労使関係の味方です
『労働新聞』といっても、先日三代目襲名記念にいきなり暴力装置を発動したどこぞの国ではなく、日本の業界紙ですが、その「ぶれい考」に連載していた野川忍先生が、最終回にこういうことを述べています。とても大事で、『労働新聞』読者だけに独占させるのはもったいないので(失礼)、一部紹介しますね。
>労働法を専攻しています、などというと、労働組合の旗振り役か、あるいは逆に経営者に知恵を付ける家老役か、というように色眼鏡で見られることも少なくない。・・・
>それでは、労働法の研究者としてお前は・・・どちらの味方でもないか、と問われる折には、いつも「私は労使関係の味方です」と答えている。
>世の中には、憲法で保障されている労働組合を「我が社には必要ない」と公言してはばからない時代錯誤の経営者が後を絶たず、労働組合といえば政治運動の道具のように考えるイデオローグもまだ根強い勢力を保っている。
>しかし、労働組合の結成と、団体交渉を中心とした労使関係の構築とが憲法によって促されているのは、労使関係こそが経済社会の要だからである。・・・よき資本主義のお手本とされているフィンランドしかり、デンマークしかり。
>労働組合が労働者を代表して使用者と交渉し、両者の対等な交渉による合意の下で労働条件その他の労働者の処遇や労使関係のルールが確立されていく、というのは、健全な市場経済を展開する上ではごく自然で当たり前の姿である。
>・・・私としては、今後も労使どちらの側にでもなく、「労使関係」の側に立ち続けたいと願うものである。

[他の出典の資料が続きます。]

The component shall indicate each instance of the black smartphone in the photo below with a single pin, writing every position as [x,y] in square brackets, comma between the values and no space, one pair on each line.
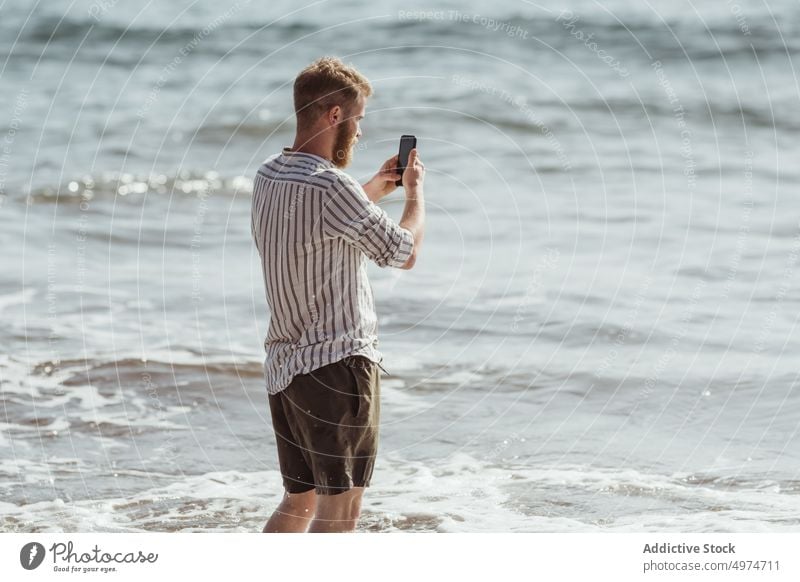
[407,143]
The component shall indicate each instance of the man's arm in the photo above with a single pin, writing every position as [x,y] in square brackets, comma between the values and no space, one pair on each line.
[347,213]
[413,218]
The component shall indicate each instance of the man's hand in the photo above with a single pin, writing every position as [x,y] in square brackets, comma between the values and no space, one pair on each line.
[383,182]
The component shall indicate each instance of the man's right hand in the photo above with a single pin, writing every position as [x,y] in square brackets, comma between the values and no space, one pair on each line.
[414,174]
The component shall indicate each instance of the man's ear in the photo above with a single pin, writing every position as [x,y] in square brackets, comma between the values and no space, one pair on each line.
[335,115]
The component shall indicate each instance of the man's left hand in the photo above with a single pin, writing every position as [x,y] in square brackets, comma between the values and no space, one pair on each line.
[383,182]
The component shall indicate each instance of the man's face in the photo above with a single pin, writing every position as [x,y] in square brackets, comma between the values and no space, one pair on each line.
[347,133]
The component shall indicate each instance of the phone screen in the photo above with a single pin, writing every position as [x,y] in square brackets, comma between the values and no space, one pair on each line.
[407,143]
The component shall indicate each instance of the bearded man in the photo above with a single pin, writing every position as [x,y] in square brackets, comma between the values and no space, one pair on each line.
[315,227]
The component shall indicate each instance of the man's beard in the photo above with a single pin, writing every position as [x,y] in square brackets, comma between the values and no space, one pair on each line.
[343,146]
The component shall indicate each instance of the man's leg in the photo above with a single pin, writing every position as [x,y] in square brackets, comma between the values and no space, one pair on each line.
[337,513]
[294,513]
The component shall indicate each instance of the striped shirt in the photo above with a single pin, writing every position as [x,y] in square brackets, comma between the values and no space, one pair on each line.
[314,228]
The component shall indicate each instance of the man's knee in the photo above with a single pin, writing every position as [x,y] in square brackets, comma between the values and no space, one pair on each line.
[345,506]
[301,504]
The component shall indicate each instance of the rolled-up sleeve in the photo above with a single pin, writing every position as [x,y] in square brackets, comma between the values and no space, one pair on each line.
[348,213]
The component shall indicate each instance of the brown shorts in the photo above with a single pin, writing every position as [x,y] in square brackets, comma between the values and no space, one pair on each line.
[326,427]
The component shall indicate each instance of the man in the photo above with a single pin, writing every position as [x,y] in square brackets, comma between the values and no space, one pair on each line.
[314,227]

付け加えることは何もありませんが、こういうまっとうな認識に立脚した議論ではなく、偏頗で歪曲された議論ばかりがマスコミで横行するのが現状なのですが(若い頃に労働運動を政治運動の道具と考えていたような手合いに限って、経営者になったり経済学者になってから労働組合を敵視するような気もしますが)。